The Biggest Obstacle to Building Wealth? Lifestyle Creep.
- Timothy Clifford
- 1 day ago
- 4 min read

Early in my career on the trading floor of the Chicago commodities exchange, I learned something early and hard: success in that world isn’t about how big your account looks, it’s about how much cash you actually have to absorb the swings and volatility that come with trading. One month you might win, the next you might lose—and if you haven’t built a buffer, your lifestyle becomes your liability.
I saw—and personally experienced—traders who had great months, sometimes great years, only to lose their edge because they adjusted their lifestyle to match short-term success. The account grew, the new car arrived, the upgraded home followed… but when the wins slowed, their trading suffered. Without margin to handle an off month or a down year, even the most talented traders found themselves under pressure—and pressure is the enemy of good decision-making.
Though I only traded for about ten years and didn’t get rich doing it, the lesson was invaluable: do not adjust your lifestyle to your income or even your wealth. In trading, that truth plays out quickly. In most professions, it plays out more slowly—but the outcome is the same. Those who let lifestyle rise with every bump in income eventually lose the margin that drives long-term wealth, career flexibility, and even healthy marriages.
You’ve probably seen it too. A friend gets a big raise and immediately upgrades to the high-end SUV. A couple moves into the bigger house thinking, “We’ve made it,” but a year later they’re stretched thin with higher taxes, insurance, and maintenance.
Meanwhile, you’ve also heard the stories of teachers or janitors who quietly retire as millionaires. They didn’t avoid spending; they simply resisted the urge to let their lifestyle expand every time their income did.
That discipline matters. Studies show that lifestyle creep—spending more as income grows—is one of the main reasons high earners fail to build wealth. According to SoFi and Fidelity research, even among Americans earning over $500,000 a year, roughly four in ten live paycheck to paycheck. The money is there; the margin is gone.
If you ask me what the single biggest obstacle is to building lasting wealth, it’s lifestyle creep. In more than twenty years of working with hundreds of families and interacting with thousands of affluent professionals, this pattern shows up more often than any investment mistake or market downturn.
When spending rises alongside income without a corresponding increase in savings or investing, you consume the very potential you should be compounding. The result? Less ability to take career risks, less resilience during market pullbacks, more tension in relationships, and delayed financial independence.
Here are three practical ways to push back:
Have a Plan. Focus on two or three specific financial to-dos every 9 to 18 months. For example, increase your 401(k) contributions, update or create your will, and pay off a targeted debt or two. It sounds simple, but if you keep this rhythm over four or five years, you’ll have tackled a dozen or more important financial tasks. And when your income increases or a bonus arrives, decide in advance what portion will go toward savings or investing before making any lifestyle upgrades.

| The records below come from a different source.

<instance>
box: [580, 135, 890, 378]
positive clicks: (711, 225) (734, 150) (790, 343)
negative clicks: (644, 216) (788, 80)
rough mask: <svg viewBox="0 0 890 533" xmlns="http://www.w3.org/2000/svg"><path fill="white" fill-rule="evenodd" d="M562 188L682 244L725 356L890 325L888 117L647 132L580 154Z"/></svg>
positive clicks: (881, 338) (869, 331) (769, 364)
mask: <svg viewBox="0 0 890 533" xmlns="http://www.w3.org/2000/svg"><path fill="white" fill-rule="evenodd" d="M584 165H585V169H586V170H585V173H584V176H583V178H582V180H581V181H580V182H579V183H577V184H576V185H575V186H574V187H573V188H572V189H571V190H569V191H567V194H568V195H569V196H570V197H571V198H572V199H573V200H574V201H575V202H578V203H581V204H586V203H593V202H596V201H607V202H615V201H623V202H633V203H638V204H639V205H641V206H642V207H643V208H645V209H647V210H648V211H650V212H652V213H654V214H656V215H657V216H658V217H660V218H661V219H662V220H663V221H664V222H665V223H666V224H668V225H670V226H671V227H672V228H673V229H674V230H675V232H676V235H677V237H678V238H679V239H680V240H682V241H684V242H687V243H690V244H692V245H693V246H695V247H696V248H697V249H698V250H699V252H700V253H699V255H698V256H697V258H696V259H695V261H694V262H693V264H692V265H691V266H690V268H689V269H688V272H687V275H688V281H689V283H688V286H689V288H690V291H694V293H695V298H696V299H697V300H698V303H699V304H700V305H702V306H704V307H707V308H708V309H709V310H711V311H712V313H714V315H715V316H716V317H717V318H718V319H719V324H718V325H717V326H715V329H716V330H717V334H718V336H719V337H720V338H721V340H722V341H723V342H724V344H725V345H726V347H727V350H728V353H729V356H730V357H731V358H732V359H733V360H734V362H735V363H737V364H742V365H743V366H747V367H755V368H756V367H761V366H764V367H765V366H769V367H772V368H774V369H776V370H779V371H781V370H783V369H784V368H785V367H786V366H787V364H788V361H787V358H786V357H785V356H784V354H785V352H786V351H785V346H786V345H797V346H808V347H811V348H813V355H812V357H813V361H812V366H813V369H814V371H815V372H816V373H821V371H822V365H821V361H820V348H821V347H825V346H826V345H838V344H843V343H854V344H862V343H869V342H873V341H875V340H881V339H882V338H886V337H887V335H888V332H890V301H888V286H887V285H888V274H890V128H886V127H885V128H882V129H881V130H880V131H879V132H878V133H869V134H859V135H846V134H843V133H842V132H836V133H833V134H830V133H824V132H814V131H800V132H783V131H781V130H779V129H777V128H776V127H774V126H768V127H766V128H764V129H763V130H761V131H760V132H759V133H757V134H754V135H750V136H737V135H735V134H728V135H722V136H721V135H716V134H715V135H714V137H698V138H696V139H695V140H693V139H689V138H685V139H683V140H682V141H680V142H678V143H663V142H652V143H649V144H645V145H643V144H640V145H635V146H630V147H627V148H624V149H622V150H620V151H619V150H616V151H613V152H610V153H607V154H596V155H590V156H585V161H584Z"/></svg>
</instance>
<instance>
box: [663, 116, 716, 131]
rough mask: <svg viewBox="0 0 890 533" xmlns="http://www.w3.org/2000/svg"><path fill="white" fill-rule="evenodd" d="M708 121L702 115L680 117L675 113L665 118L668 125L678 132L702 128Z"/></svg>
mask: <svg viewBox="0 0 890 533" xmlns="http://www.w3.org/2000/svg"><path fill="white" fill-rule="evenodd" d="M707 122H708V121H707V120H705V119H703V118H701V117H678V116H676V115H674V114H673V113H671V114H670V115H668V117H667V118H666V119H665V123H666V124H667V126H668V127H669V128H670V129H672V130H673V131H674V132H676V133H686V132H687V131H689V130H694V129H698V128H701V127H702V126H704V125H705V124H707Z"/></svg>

Be Diversified—not just in investments, but in lifestyle. As you work through your financial to-dos, remember that diversification isn’t limited to your investments. It also applies across tax exposure and time horizons. Aim to hold assets in different tax categories—such as a Roth IRA, a traditional IRA or 401(k), and a taxable brokerage account—so you have flexibility as tax laws and income needs change. Likewise, diversify across time and purpose. Keep an emergency fund that’s liquid, medium-term investments that grow steadily with moderate volatility, and long-term investments that fuel future wealth. True diversification balances risk, access, and opportunity—not just returns.

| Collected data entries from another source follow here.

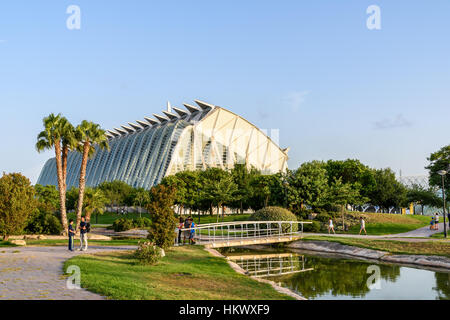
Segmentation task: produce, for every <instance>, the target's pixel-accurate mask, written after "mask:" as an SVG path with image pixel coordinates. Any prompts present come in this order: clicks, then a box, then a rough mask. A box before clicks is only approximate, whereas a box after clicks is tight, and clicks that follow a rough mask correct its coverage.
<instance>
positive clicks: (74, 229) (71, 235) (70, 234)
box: [68, 219, 75, 251]
mask: <svg viewBox="0 0 450 320" xmlns="http://www.w3.org/2000/svg"><path fill="white" fill-rule="evenodd" d="M68 231H69V250H70V251H73V237H74V236H75V229H74V228H73V219H70V220H69V230H68Z"/></svg>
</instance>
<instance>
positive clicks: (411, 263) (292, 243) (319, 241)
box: [287, 240, 450, 270]
mask: <svg viewBox="0 0 450 320" xmlns="http://www.w3.org/2000/svg"><path fill="white" fill-rule="evenodd" d="M287 247H288V248H292V249H303V250H311V251H320V252H327V253H340V254H345V255H350V256H354V257H361V258H369V259H377V260H381V261H385V262H391V263H401V264H410V265H420V266H424V267H434V268H441V269H446V270H450V259H449V258H447V257H443V256H427V255H409V254H391V253H389V252H386V251H380V250H373V249H365V248H359V247H354V246H349V245H344V244H340V243H337V242H329V241H324V240H308V241H301V240H300V241H294V242H292V243H290V244H289V245H288V246H287Z"/></svg>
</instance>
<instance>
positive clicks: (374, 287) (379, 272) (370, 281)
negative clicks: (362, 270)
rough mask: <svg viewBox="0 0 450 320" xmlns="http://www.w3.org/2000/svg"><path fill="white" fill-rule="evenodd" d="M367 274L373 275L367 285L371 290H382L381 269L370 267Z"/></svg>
mask: <svg viewBox="0 0 450 320" xmlns="http://www.w3.org/2000/svg"><path fill="white" fill-rule="evenodd" d="M367 273H368V274H371V275H370V276H369V278H368V279H367V281H366V285H367V287H368V288H369V289H371V290H373V289H377V290H379V289H381V281H380V278H381V269H380V267H379V266H377V265H370V266H369V267H368V268H367Z"/></svg>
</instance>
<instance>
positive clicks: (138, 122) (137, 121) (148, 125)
mask: <svg viewBox="0 0 450 320" xmlns="http://www.w3.org/2000/svg"><path fill="white" fill-rule="evenodd" d="M136 122H137V123H139V125H141V126H142V127H143V128H147V127H148V126H149V125H148V123H147V122H144V121H141V120H136Z"/></svg>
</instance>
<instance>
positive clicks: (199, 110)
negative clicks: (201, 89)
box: [183, 103, 200, 113]
mask: <svg viewBox="0 0 450 320" xmlns="http://www.w3.org/2000/svg"><path fill="white" fill-rule="evenodd" d="M183 105H184V106H185V107H186V109H188V110H189V112H190V113H194V112H198V111H200V109H199V108H197V107H194V106H193V105H190V104H187V103H183Z"/></svg>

Seek Counsel. Seeking counsel goes beyond reviewing a plan or investment portfolio with a financial advisor. It means gathering input from multiple perspectives—AI tools, professionals in their fields, people who have already achieved success, and your advisor. Each offers a different angle. When you take time to weigh the best, worst, and likely outcomes, decisions become clearer and more confident. Lifestyle choices belong right alongside investment or tax decisions in the boardroom of your life.
The real enemy is subtle but powerful: the quiet belief that “if I earned X, I can spend X + Y.” The danger is that it feels reasonable in the moment. It happens slowly—new furniture here, a slightly nicer trip there—until one day the margin that once protected you has disappeared.
As Investopedia puts it, lifestyle creep is like a slow leak in a bucket. You don’t notice until you’re running dry.
“Financial success is not an event, it is the accumulation of all the financial decisions we make over decades.”
At the heart of that quote lies a warning: don’t let lifestyle creep turn your accumulation of good decisions into an accumulation of consumption.
DISCLOSURE - All written content on this article is for information purposes only. We utilized ChatGPT and other sources for this article. Opinions expressed herein are solely those of Core Wealth Consultants. Material presented is believed to be from reliable sources, however, we make no representations as to its accuracy or completeness. Core Wealth Consultants, LLC a Registered Investment Advisor in the States of Florida, Indiana and Michigan. You should always consult an attorney or tax professional regarding your specific legal or tax situation. Diversification and asset allocation does not assure or guarantee better performance and cannot eliminate the risk of investment loss.